One of the primary benefits of an immediate annuity is that it serves as a vehicle
for distributing savings with a tax deferred growth factor. As a result, one common
use for an immediate annuity is to provide a pension income. In the U.S., the tax
treatment of an immediate annuity is that every payment is a combination of a return
of principal (which is not taxed) and income (which is only taxed at normal income
rates, not at capital gain rates.)
A deferred annuity will take either a lump sum or periodic payments and hold that
money for a period of time, known as the accumulation period, before distributing
any payments. When you begin to receive payments, the annuity is
now annuitized. When a deferred annuity is annuitized, it works like an immediate
annuity from that point on, but with a lower cost basis, which means that more of
the payment is taxed. During the accumulation period, however, the annuitant is
not taxed for the growth in the account's value (which is known as tax-deferred
growth.)
There are two phases to a deferred annuity. The period between the time that the
annuitant makes the initial payment and the time that the stream of payments start
is called the accumulation phase. The period after the stream of payments starts
is the annuitization phase.
There are several types of deferred annuities. A fixed deferred annuity is a deferred
annuity that grows by interest rate earnings alone. A deferred annuity that is not
guaranteed to stay above the initial amount invested is a variable annuity. A variable
annuity allows the annuitant to make allocations to stock or bond funds and involves
a higher degree of risk than a fixed annuity.

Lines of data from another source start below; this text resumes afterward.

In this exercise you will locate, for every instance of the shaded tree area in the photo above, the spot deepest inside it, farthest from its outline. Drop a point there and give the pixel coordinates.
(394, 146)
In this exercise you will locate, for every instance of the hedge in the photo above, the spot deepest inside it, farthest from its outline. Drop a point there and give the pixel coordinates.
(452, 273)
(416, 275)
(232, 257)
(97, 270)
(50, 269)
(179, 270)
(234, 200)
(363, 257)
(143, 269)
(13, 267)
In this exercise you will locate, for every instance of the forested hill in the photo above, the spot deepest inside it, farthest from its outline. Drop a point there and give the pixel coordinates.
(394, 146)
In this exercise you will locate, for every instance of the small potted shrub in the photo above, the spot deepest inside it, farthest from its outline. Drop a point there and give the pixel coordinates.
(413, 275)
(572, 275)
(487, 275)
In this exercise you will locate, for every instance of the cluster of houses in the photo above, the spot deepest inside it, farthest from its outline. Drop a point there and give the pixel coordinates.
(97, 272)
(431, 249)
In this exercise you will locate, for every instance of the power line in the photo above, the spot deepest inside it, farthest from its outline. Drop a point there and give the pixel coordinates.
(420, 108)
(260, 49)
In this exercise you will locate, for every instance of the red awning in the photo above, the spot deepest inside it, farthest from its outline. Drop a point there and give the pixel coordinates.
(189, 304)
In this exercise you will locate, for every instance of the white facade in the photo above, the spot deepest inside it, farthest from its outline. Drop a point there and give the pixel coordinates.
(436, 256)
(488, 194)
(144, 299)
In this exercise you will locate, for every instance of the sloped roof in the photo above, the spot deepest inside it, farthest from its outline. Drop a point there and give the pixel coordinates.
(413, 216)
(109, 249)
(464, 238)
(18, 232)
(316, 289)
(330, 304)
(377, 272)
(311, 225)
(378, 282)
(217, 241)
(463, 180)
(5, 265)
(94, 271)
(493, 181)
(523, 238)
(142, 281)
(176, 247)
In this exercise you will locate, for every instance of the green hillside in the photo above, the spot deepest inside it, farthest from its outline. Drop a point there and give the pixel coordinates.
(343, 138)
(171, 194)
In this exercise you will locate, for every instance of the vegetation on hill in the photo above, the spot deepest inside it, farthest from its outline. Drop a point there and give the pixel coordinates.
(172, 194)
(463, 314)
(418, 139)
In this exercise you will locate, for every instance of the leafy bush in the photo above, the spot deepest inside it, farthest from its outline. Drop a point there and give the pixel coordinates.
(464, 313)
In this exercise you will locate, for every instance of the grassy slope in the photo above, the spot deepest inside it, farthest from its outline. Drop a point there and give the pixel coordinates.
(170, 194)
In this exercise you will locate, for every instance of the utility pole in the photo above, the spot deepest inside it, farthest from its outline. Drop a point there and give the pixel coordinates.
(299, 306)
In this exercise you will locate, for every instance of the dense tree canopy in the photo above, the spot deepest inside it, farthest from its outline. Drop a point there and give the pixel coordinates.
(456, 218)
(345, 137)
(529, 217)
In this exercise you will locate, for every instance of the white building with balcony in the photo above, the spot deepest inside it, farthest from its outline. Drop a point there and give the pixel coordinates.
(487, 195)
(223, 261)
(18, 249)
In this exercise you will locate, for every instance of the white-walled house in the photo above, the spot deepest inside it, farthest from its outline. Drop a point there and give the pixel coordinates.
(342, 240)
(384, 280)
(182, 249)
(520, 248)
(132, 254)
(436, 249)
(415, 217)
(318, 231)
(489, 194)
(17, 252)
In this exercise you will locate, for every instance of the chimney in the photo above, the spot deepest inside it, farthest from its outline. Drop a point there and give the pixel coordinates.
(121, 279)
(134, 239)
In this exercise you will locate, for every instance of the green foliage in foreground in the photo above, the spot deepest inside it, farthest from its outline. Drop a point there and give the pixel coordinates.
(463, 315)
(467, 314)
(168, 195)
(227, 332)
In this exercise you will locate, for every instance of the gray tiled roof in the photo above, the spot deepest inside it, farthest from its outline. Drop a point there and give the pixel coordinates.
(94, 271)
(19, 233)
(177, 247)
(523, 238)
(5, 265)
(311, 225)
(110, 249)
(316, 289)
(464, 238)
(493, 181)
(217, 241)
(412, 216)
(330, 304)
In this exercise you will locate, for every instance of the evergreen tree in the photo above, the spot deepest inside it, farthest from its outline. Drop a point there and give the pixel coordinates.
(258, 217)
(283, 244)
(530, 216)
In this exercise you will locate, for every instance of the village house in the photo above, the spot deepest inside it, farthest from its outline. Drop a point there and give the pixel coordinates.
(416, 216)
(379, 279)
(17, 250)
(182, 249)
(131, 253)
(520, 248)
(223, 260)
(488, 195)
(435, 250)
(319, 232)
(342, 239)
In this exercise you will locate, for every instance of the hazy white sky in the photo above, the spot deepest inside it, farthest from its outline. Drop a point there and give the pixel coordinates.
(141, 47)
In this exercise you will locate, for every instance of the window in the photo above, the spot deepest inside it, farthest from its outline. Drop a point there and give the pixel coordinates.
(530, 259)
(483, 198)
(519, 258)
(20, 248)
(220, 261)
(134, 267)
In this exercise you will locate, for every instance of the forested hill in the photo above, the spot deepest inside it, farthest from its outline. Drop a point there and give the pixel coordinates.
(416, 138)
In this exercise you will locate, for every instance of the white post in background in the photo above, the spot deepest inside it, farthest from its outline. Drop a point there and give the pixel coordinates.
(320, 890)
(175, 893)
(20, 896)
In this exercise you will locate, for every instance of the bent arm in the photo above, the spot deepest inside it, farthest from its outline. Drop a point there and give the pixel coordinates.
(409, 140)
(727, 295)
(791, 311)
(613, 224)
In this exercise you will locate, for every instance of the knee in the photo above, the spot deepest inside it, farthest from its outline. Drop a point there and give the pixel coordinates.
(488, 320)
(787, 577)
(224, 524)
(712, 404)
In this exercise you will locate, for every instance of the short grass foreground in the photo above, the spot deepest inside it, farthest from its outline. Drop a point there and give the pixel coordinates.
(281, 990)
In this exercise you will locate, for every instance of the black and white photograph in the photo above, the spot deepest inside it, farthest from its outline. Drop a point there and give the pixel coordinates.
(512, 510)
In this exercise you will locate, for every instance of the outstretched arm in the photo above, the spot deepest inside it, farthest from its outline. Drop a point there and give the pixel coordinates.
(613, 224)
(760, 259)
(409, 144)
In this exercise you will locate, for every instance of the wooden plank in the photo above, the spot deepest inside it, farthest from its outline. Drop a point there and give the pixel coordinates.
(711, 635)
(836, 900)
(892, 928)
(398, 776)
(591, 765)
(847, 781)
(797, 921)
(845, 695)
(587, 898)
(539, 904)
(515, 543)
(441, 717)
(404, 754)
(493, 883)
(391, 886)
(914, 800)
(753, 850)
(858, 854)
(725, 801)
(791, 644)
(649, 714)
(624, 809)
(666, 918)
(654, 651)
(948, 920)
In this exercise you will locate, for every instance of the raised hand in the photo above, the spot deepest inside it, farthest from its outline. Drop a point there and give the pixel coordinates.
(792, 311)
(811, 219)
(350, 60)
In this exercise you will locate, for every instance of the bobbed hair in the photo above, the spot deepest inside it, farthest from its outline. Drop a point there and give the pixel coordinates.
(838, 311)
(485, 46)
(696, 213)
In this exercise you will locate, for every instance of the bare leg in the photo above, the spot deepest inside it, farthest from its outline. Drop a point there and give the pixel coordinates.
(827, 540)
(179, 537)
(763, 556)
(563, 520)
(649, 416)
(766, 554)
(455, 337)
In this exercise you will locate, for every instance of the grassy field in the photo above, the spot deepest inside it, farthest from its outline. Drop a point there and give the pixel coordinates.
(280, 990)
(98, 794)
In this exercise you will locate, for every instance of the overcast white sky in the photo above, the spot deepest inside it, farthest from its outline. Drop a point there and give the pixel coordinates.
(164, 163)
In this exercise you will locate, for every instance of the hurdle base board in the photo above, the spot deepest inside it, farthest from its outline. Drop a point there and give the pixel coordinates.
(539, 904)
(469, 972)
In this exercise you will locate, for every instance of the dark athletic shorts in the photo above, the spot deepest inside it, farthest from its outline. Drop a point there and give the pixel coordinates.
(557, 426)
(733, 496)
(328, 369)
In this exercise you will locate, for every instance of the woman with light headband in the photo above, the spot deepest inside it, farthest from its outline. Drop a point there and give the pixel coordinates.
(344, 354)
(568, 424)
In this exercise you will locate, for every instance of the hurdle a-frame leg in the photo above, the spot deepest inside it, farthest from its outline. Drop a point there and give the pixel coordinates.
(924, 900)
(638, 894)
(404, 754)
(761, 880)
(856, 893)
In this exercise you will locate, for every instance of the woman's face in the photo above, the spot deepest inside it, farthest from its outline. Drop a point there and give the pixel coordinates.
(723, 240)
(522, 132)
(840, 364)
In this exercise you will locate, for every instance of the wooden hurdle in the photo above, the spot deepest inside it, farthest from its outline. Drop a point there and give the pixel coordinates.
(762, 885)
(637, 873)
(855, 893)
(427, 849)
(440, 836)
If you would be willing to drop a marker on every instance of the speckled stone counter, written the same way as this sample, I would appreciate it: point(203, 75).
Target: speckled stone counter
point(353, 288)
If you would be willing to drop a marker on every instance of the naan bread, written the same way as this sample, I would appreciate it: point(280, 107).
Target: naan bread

An equity indexed annuity (EIA) has features of both fixed and variable deferred
annuities. EIAs involve more limited risk than variable annuities, because they
can only lose money on their investment if they cancel (or surrender) the policy
early, during the policy's stated "surrender" period. EIAs also involve more limited reward
than variable annuities, as they typically involve a cap on the amount of growth
the account can experience, regardless of how quickly the market grows.
Deferred annuities are advantageous in that all capital gains and income are tax-deferred
until withdrawn. However, when a variable annuity is withdrawn or inherited, the
interest and/or gains are treated as ordinary income and are taxed accordingly.